Choosing a Host with CloudLinux CageFS
When evaluating hosting providers, look for those that explicitly advertise CloudLinux with CageFS. Not all shared hosting providers use CloudLinux — some run standard CentOS or AlmaLinux without any user isolation. Here is what to look for:
- CloudLinux OS — the server operating system should be CloudLinux, not standard CentOS/AlmaLinux/Ubuntu
- CageFS enabled — CloudLinux alone is not enough; CageFS must be enabled for all accounts
- LVE limits published — reputable hosts publish the resource limits (CPU, RAM, I/O) for each plan
- Imunify360 — the best CloudLinux hosts also run Imunify360 for AI-powered malware protection
- High availability architecture — combined with CageFS, HA hosting eliminates single points of failure for maximum uptime
MassiveGRID's high-availability cPanel hosting checks all of these boxes and adds high-availability infrastructure powered by Tier III+ data centers.
Frequently Asked Questions
Does CageFS slow down my website?
No. CageFS has a negligible performance impact, typically less than 1-2%. The isolation is implemented at the kernel level using efficient mount namespace operations. Your PHP scripts, databases, and web server processes run at full speed. In fact, CageFS can improve performance indirectly by preventing other users' compromised accounts from consuming excess server resources.
Can I disable CageFS on my hosting account?

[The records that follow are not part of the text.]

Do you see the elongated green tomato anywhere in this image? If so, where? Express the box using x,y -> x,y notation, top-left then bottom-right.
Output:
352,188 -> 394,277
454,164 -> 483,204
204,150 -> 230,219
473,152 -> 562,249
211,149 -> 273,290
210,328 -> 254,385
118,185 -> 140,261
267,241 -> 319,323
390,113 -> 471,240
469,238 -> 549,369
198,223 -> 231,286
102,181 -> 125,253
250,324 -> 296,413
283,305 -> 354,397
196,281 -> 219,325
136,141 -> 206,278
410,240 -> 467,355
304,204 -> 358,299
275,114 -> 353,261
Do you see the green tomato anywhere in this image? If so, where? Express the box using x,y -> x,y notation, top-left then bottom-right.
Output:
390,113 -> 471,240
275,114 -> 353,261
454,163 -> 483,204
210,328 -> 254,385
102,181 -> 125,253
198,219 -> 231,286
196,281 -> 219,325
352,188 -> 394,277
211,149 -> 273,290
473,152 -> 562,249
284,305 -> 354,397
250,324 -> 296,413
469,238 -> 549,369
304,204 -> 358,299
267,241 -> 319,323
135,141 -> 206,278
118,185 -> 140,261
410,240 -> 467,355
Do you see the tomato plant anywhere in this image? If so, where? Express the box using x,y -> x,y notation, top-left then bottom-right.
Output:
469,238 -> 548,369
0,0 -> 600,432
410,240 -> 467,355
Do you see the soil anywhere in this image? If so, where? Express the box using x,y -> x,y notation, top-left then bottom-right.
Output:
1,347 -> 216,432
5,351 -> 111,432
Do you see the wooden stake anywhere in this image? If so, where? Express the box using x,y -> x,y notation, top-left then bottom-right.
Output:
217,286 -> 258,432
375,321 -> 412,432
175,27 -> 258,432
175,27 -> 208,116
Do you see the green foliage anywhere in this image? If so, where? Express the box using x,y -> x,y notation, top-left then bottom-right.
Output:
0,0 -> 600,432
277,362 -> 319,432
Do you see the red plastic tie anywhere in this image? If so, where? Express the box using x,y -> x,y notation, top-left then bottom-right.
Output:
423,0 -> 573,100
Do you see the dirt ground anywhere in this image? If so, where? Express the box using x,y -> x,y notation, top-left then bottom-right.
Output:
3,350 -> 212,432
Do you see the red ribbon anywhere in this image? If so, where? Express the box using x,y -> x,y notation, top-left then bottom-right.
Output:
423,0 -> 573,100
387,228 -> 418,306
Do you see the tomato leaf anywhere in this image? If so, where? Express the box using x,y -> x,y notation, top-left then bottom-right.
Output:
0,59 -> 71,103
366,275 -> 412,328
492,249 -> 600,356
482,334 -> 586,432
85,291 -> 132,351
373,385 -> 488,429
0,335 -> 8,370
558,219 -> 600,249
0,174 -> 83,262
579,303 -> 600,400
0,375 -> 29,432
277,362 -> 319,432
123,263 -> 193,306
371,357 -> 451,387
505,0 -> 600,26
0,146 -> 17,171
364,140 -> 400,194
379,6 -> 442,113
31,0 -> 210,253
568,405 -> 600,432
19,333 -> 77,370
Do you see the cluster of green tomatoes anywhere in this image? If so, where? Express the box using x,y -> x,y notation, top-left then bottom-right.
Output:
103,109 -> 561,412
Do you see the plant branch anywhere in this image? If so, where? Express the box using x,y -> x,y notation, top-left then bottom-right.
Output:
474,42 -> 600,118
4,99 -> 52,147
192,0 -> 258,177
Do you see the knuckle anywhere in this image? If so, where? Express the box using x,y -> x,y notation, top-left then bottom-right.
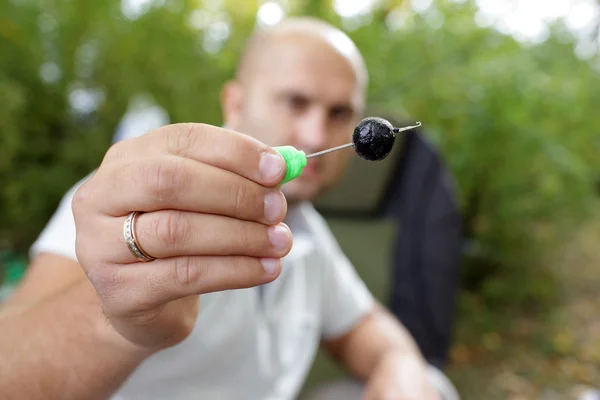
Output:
174,257 -> 202,287
154,211 -> 189,247
140,158 -> 185,203
229,182 -> 253,217
166,123 -> 206,157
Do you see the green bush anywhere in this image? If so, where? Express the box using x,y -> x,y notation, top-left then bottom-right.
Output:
0,0 -> 600,305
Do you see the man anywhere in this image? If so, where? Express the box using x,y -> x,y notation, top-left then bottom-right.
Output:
0,19 -> 460,400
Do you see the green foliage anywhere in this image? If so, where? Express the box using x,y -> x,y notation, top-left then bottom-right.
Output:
0,0 -> 600,304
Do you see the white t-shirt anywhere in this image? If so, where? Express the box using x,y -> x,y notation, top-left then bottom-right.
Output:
31,174 -> 373,400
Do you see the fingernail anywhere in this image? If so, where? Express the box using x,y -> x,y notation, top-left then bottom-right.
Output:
258,153 -> 285,180
269,225 -> 290,251
260,258 -> 278,275
265,192 -> 285,223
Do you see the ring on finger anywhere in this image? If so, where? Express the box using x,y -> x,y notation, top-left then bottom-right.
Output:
123,211 -> 156,262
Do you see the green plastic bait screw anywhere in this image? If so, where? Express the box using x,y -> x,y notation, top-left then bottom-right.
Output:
275,146 -> 308,185
274,117 -> 421,185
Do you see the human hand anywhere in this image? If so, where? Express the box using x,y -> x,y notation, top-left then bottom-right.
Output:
363,353 -> 441,400
72,124 -> 292,351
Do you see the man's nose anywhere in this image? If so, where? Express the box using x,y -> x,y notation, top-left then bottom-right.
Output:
298,111 -> 327,151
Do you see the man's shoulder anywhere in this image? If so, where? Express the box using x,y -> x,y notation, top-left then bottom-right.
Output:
29,170 -> 96,261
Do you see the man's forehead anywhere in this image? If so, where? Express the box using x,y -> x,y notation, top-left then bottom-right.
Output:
240,18 -> 368,88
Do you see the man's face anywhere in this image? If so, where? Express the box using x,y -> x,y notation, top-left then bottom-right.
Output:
226,37 -> 363,202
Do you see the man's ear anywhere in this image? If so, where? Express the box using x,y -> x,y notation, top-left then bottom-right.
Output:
221,81 -> 244,126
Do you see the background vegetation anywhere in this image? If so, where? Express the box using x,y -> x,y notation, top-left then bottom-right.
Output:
0,0 -> 600,396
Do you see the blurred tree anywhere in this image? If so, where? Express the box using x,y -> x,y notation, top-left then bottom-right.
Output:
0,0 -> 600,310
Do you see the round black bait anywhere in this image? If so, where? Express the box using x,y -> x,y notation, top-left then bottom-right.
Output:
352,117 -> 396,161
304,117 -> 421,164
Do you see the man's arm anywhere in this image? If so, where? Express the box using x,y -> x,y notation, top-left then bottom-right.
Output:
0,254 -> 148,400
323,304 -> 424,380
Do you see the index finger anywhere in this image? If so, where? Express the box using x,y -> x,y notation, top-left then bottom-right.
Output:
150,123 -> 286,187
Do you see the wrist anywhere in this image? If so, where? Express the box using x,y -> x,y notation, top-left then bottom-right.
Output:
94,311 -> 154,362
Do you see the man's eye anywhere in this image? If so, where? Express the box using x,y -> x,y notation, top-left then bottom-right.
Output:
287,96 -> 308,111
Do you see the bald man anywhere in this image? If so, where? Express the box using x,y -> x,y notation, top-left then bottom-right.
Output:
0,18 -> 454,400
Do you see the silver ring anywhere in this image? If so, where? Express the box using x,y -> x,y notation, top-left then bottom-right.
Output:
123,211 -> 156,262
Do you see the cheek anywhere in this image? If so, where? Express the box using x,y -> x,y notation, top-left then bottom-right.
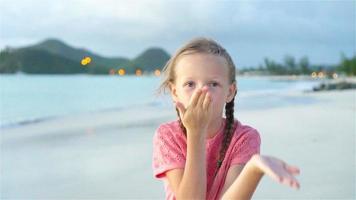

CageFS is controlled by the server administrator, not individual account holders. Most hosting providers enable CageFS for all accounts and do not allow individual users to disable it, since doing so would compromise the security of the entire server. If you have a specific compatibility issue, contact your host's support team.
Does CageFS protect against all types of attacks?
CageFS protects against cross-account attacks, symlink exploits, information disclosure, and local privilege escalation attempts. However, it does not protect against attacks that target your application directly, such as SQL injection, cross-site scripting (XSS), or brute-force login attempts. For application-level protection, you need a web application firewall (WAF) and proper security hardening.
Is CageFS the same as a VPS or container?
No. CageFS is lighter than both VPS and container isolation. A VPS provides a complete virtual machine with its own kernel, while containers (like Docker) provide process-level isolation with a shared kernel. CageFS provides file system-level isolation on a shared server — it restricts what files and processes a user can see without the overhead of running separate operating system instances. This makes it ideal for shared hosting where hundreds of users coexist on one server.
Do I need to configure CageFS myself?
No. CageFS is configured and managed entirely by the hosting provider at the server level. As a hosting customer, you do not need to install, configure, or maintain CageFS. Simply choose a hosting provider that uses CloudLinux with CageFS enabled, and you automatically benefit from the isolation it provides.